Using a special high-definition camera to capture Swir fluorescence, surgeons were able to distinguish between cancerous tumours and healthy tissue.
'Unprecedented precision'
Neuroblastoma accounts for 8-10 per cent of all childhood cancers and around 15 per cent of childhood deaths from cancer. In about a third of patients, the cancer has already spread to other parts of the body at the time of diagnosis, making it harder to treat.
This new technique effectively illuminates the tumour, allowing surgeons to remove it with unprecedented precision.
According to Dr Waterhouse, short-wave infrared light enhances the contrast of the tumour by almost doubling it. He told The National that it “enables the surgeon to see the tumour boundaries more clearly, and thus operate more accurately”, and “penetrates deeper into tissue, potentially allowing us to find buried cancer residuals that might otherwise be left behind after surgery”.

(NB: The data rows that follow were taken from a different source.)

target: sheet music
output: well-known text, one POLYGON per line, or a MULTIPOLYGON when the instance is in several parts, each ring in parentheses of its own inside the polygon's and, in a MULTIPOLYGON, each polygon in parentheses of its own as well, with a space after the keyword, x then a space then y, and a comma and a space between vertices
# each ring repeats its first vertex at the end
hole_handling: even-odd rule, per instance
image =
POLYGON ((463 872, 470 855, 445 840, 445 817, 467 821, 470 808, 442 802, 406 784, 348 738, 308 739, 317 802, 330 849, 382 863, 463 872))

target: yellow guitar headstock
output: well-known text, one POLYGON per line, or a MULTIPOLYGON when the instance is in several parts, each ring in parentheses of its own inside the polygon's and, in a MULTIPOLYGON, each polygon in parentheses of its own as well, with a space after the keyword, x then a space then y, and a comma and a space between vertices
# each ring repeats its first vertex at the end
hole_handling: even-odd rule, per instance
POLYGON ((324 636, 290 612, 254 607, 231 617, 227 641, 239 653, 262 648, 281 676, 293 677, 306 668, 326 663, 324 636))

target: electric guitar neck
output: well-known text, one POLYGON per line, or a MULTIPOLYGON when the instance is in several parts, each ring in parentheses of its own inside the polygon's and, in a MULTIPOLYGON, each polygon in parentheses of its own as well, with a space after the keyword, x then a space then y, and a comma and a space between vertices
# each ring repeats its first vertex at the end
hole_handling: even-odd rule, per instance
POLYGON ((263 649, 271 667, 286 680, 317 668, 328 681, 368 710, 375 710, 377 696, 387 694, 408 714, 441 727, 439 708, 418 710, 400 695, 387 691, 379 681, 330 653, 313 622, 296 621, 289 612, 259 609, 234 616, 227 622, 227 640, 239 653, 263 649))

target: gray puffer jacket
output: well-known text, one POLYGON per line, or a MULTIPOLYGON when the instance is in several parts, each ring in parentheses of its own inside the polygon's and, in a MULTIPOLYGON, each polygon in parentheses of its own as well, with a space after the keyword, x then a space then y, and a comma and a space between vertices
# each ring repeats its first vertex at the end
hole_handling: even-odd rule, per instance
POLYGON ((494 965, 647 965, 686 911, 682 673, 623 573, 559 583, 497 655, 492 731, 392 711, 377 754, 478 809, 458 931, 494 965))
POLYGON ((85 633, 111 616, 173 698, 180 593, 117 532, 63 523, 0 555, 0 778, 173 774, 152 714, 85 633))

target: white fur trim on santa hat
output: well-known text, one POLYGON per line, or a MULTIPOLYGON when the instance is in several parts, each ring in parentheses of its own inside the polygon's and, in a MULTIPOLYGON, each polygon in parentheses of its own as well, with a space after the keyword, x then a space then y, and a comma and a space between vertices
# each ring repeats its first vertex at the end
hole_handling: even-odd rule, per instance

New technique expected to be used soon
Scientists are now working to fast-track the technology into the operating theatre at GOSH within the next 12 months.
Dr Waterhouse said: “We are hoping to conduct a first-in-human pilot study by the end of the year. We are optimistic we will see similar results [to what we saw in mice] in humans later this year. If so, we will begin the process of duplicating our system so it can be tested in multiple hospitals.”
Unlike X-ray or magnetic resonance imaging, which focus on organs and bones, molecular imaging produces detailed pictures of biological processes and can be carried out during surgery, meaning clinical teams would not have to wait for biopsy or culture results when screening for diseases.
Dr Stefano Giuliani, consultant paediatric surgeon at GOSH and associate professor at UCL GOSH Institute of Child Health, said: “Surgery to remove neuroblastoma requires a delicate balance. Remove too little and the tumour might grow back, but remove too much and the surgeon risks damaging the surrounding blood vessels, nerves and other healthy organs.
“This technique effectively lights up the tumour, allowing surgeons to remove it with unprecedented precision. We hope to be able to translate this innovative technology into clinical practice at GOSH as soon as possible to benefit the largest number of children with cancerous tumours.”